Before they left the old building, sentimental staffers unscrewed its monogrammed brass doorknobs, to take home as paperweights. The management didn't mind; it had cannily sold the place for nearly $200,000 more than it cost in 1892.
The morning Oregonian, which has stepped out well ahead of its only rival, the afternoon Oregon Journal, also beat it by three weeks in getting into a new home. Furthermore, the Oregon floods had taken some of the joy out of moving for Philip Ludwell Jackson, the Journal's 54-year-old editor & publisher. The three-block-long waterfront building, built as a public market, was ringed with sandbags to bar the flooded Willamette River from the door. A battery of pumps sucked away to keep the basements dry in this other $4 million plant.
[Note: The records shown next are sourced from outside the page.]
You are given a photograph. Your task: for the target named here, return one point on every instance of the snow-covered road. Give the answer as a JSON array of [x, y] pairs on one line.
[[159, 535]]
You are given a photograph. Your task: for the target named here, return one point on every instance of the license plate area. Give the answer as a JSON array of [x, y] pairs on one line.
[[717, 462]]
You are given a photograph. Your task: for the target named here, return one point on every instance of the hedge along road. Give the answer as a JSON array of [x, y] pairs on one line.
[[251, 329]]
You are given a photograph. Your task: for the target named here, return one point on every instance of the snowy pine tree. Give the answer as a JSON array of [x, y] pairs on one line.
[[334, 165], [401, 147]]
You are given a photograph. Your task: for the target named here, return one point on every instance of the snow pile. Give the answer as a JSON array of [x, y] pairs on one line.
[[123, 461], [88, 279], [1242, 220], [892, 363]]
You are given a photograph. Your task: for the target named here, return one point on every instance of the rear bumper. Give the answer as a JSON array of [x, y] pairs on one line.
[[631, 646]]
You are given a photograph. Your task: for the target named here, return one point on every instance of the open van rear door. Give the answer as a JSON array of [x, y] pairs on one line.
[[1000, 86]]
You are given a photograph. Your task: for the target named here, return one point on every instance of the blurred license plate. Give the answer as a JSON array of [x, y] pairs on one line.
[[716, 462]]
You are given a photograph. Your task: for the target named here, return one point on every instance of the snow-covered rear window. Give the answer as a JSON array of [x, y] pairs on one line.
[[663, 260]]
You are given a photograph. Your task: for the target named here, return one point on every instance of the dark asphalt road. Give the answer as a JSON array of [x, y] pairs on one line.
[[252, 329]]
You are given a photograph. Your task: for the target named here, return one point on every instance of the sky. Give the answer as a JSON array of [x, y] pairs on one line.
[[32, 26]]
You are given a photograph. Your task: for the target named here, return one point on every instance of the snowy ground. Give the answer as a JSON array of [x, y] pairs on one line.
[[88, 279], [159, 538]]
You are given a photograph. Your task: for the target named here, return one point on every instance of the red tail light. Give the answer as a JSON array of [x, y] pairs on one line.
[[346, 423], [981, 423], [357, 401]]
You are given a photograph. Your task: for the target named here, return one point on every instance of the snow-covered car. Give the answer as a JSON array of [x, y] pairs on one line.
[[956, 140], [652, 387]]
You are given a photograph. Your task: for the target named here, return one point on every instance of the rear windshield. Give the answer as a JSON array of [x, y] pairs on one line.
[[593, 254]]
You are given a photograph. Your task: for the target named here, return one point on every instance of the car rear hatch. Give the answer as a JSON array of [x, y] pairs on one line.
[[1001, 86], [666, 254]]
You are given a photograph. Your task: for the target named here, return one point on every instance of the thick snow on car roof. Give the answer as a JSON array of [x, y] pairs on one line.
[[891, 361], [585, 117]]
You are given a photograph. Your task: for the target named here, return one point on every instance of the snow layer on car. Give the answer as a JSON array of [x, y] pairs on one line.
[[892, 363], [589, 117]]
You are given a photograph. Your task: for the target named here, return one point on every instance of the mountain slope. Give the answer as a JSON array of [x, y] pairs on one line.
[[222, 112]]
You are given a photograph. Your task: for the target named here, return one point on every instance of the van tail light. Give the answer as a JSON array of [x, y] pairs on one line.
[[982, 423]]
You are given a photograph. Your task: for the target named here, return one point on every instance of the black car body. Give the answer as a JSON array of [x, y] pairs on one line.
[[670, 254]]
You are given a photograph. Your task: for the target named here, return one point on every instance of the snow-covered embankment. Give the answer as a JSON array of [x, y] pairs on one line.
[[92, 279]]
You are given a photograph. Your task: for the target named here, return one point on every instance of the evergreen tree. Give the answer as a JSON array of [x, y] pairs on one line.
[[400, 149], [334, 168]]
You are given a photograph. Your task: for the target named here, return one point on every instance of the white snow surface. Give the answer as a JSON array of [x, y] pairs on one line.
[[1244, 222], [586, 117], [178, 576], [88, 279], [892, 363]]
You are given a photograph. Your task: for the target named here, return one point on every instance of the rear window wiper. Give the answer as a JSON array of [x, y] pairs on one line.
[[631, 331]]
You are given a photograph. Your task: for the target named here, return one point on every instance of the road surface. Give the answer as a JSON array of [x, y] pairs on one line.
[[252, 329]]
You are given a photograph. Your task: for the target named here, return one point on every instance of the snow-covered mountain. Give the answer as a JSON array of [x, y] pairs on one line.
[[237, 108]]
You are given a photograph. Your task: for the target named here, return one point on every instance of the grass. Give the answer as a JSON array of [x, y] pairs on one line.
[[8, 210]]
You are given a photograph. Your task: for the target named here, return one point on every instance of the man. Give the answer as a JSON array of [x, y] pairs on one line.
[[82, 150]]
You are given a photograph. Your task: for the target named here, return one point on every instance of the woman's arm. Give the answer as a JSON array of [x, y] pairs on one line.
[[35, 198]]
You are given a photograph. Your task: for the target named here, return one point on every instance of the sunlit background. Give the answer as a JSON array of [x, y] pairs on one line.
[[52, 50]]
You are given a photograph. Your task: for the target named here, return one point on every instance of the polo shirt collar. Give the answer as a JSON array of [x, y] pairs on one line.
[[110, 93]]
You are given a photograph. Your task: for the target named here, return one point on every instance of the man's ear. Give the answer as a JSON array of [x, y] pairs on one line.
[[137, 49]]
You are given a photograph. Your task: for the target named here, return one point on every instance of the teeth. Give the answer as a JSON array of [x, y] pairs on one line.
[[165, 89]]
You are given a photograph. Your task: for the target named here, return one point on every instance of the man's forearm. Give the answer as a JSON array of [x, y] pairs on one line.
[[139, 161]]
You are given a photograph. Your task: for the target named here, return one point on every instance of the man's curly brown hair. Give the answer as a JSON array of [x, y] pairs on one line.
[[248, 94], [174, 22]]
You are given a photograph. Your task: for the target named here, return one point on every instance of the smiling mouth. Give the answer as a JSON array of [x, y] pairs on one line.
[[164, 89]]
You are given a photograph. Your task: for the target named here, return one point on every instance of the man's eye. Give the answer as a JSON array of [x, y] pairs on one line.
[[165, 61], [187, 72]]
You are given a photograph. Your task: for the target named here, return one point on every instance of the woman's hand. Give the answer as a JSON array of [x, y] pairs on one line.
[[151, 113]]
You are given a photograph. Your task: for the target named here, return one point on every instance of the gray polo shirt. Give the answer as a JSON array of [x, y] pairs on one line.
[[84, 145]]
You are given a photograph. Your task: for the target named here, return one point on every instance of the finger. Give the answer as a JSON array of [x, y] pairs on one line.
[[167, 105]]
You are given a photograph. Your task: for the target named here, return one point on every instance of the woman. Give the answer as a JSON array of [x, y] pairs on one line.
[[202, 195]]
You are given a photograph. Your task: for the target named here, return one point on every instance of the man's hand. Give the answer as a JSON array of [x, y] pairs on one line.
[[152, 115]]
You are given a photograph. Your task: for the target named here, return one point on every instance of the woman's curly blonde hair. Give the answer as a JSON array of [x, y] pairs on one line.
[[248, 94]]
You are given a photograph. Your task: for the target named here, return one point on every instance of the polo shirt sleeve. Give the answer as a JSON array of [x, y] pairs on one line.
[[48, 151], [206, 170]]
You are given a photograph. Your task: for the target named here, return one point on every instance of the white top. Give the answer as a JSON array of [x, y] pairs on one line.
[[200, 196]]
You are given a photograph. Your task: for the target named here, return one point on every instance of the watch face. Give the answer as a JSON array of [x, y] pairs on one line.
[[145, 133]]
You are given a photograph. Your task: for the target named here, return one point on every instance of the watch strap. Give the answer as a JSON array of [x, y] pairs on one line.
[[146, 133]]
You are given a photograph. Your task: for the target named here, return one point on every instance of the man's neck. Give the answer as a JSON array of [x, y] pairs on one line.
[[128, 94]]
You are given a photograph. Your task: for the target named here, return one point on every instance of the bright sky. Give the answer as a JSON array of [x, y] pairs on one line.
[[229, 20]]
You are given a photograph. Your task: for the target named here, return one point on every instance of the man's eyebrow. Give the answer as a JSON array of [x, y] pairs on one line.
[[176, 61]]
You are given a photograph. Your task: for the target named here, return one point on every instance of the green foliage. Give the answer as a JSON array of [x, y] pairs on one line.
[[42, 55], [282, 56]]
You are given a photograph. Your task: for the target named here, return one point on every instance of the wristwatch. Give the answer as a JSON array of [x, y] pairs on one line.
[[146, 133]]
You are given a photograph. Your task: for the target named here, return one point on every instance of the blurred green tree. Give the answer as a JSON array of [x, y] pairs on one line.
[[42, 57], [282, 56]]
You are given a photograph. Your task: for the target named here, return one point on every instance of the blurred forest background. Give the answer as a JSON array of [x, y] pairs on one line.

The Journal's new decor crackles with color: the presses, painted royal blue, are set among salmon-pink pillars, and the dining room is done in an appetizing peach. The roof will be a landing field for the newsroom's new helicopter. The twin towers, laced with 30,000 feet of neon tubing, will house a clock and the four big Journal bells that have ding-donged every quarter-hour since 1913.
Look-Alikes. The timing of the moves was symbolic of the kind of business-office journalism that has come to Portland.
Though the Oregonian is Republican and the Journal Democratic, the difference is one of label rather than nature. Except for other superficial differences between its competent but unexciting dailies, the city might as well be a one-newspaper town.
In the old days of personal western journalism, Portland's papers entertained the customers by bullying each other in print. Now they find it good business to live in peace. In news and picture coverage, in columns and comics, they are closely matched; they regard crusading as unrefined. But they do a good job of printing plenty of straight, uncolored news. To staffers, the similarity between the papers is sometimes discouraging. Typical of their latter-day chumminess was the Journal's recent decision to change its page size to conform to the Oregonian's; in case of disaster (or a strike) one can now print on the other's presses.
Since Editor Palmer ("Ep") Hoyt left for the Denver Post (TIME, Feb. 18, 1946), the Oregonian has had no oldfashioned, hard-hitting chief. It is run by Michael Frey, who is up from the business office. Editorially it emits only peevish echoes of its oldtime thunder. Last week, when the President came to town, flowing-tied Ben Hur Lampman, a fixture on the Oregonian's GOPartial editorial page for 29 years, greeted him: "We trust Harry Truman will understand why Missourians are in good standing with us--as Missourians. And the same goes for mules . .."
Street Fighters. Both papers have doubled their circulation since war workers began pouring into town in 1940. But on the country roadsides, the yellow & green mailboxes of the Oregonian (circ. 280,036 Sunday, 223,655 daily) still outnumber the blue & orange boxes of the Journal (217,808 Sunday, 201,421 daily). By straining to beat each other to the street, they have spaced their editions so that each is, in effect, a 24-hour paper.
For years, the Journal was a matriarchy run by wise and wiry Mrs. Maria Jackson, 84, the founder's widow, and son Phil. Lately Mrs. Jackson has spent most of her time helping run a veterans' club. Since her gay and handsome grandson, Sam II, died in a Journal helicopter crash last winter, Oregonians have wondered who might move up when Phil steps down. Last week Publisher Phil Jackson answered: nobody. Sam's death, he said, "was the end of the dynasty, if you want to call it that. When I'm through, the paper would go to a trust, and, I imagine, be sold to the employees."